Gather up the papers and burn them. You want to get rid of the petro-fumes.

Also, you want to shower, just to get the stuff off your body. You'll feel better.

DON'T stack oliy rags, solvent soaked rags in a pile or bucket or whatever. They'll generate heat and burst into flame. "Sponaneous Combustion" -- (Second tip from the fireman.)

Lay the gun parts out on newspaper, and let dry in a well ventilated area. Then pick up the papers and burn in a trash burner, fireplace, burn barrel, whatever. You don't want to store solvent soaked papers, rags, etc.

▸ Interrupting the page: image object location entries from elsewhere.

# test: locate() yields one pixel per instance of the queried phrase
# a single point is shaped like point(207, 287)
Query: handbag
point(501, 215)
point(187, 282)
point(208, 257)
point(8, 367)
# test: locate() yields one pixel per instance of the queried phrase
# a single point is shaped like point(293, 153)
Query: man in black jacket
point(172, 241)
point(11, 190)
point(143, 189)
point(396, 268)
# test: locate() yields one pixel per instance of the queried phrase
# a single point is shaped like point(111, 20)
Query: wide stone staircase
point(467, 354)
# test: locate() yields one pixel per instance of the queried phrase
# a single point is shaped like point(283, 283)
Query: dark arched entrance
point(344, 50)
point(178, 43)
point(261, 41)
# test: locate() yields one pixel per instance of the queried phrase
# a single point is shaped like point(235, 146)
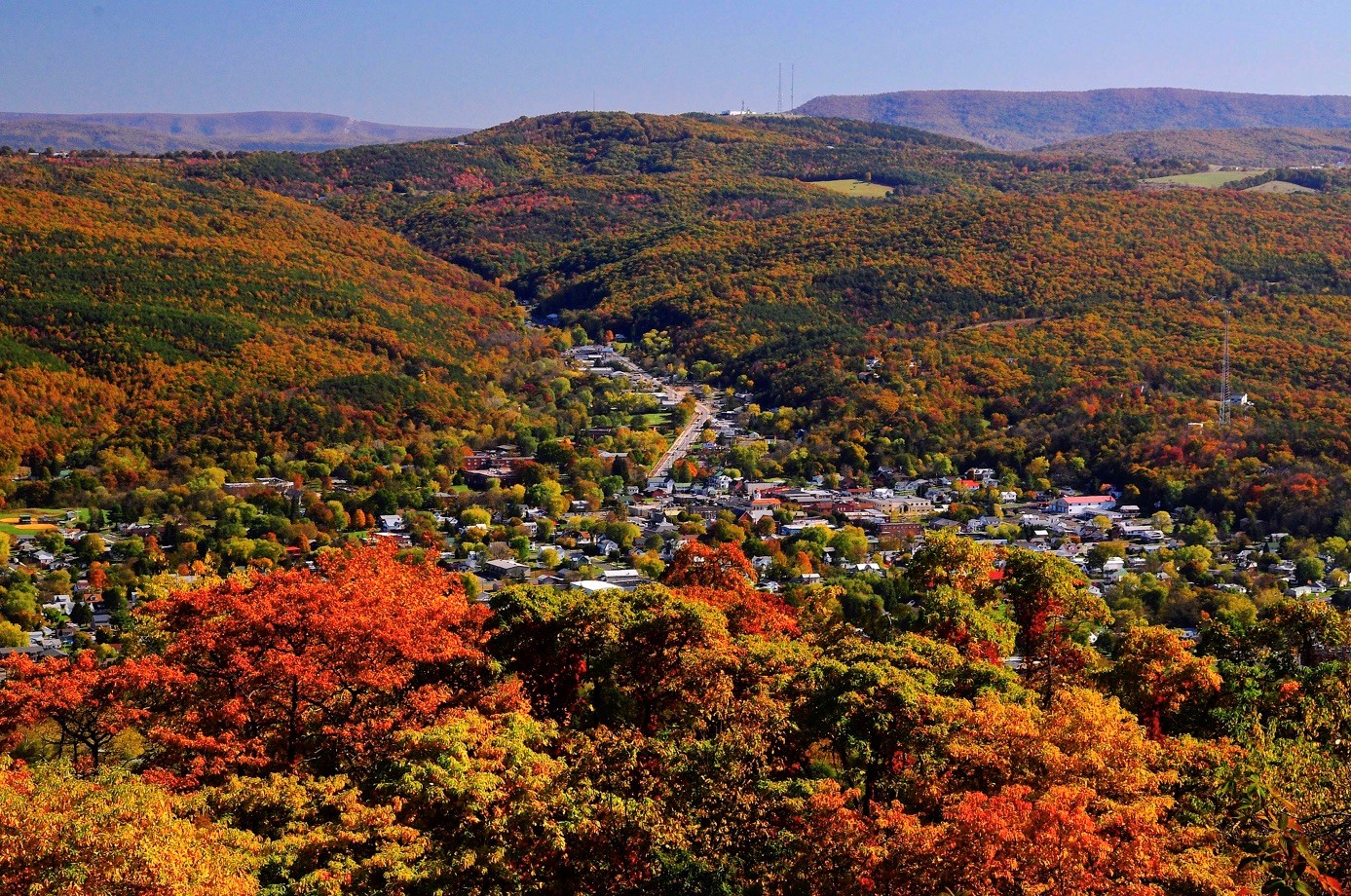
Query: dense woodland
point(1019, 306)
point(366, 728)
point(303, 712)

Soap, detergents, dishwasher soap will maybe remove Cosmoline, but a petro-solvent like kerosene, turpentine, will work best. They're flammable (inflammable) and also voilatile (fumes) so take the standard precautions:

No smoking.

No food/drink.

Protective clothing/gloves.

Wash up, dispose of soaked materials.

It's not rocket science, but you'd be amazed at the house fires I've responded to for people who aren't rocket scientists!

Cosmoline eh?

What'dja get??? :mrgreen:

3,633 Posts
Plus 1 to Slamfire. The solvent thing is why I advocate good old soap and hot water. It really works guys. How do you think the importers of surplus rifles clean off thier display models? I think it was Tapco or was it Federal Arms Corp? a while back was running cleaning service (for an extra $20) for gooey guns. The picture of the machine they were using was an industrial dish washer! Of course they made it sound like some super duper special gun cleaner. Nope, it looked just like the dishwashers I have seen when in the Army and in big school cafeterias.

I hope no one got the wromg impression with my "favorite adult beverage". Please note, that I stated sitting back and opening a cold one, AFTER everything gun related was put away.

Discussion Starter · #8 ·
Travis said:
I agree with Slamfire to the whole extent of Adult Beverages..... When you black out you black out. You dont know what your doing. tsk. tsk. ;)
Industrial dishwasher works, but the hot water is hard on wood.

Petro solvents are easy to use, but you need to take precautions about fumes, fire . . . and you don't want to be drinking.

Two issues on the drinking:

The obvious which is that you get hammered and becom dangerous to yourself and other.

But also, that you end up ingesting toxic chemicals. This is the same precaution with reloading -- You're reloading, working with lead, brass, and nitroglycerin. You don't want to eat any of that stuff.

So you don't eat, drink, snack, whatever.

And you really want to strip naked and toss all your stuff in the washing machine, take a shower.

That's your basic "Haz Mat" detox protocol from your local volunter fireman.

I cant begin to tell you how many times I've put diesel in the tractor and then get the fuel in my mouth because I didn't wash up.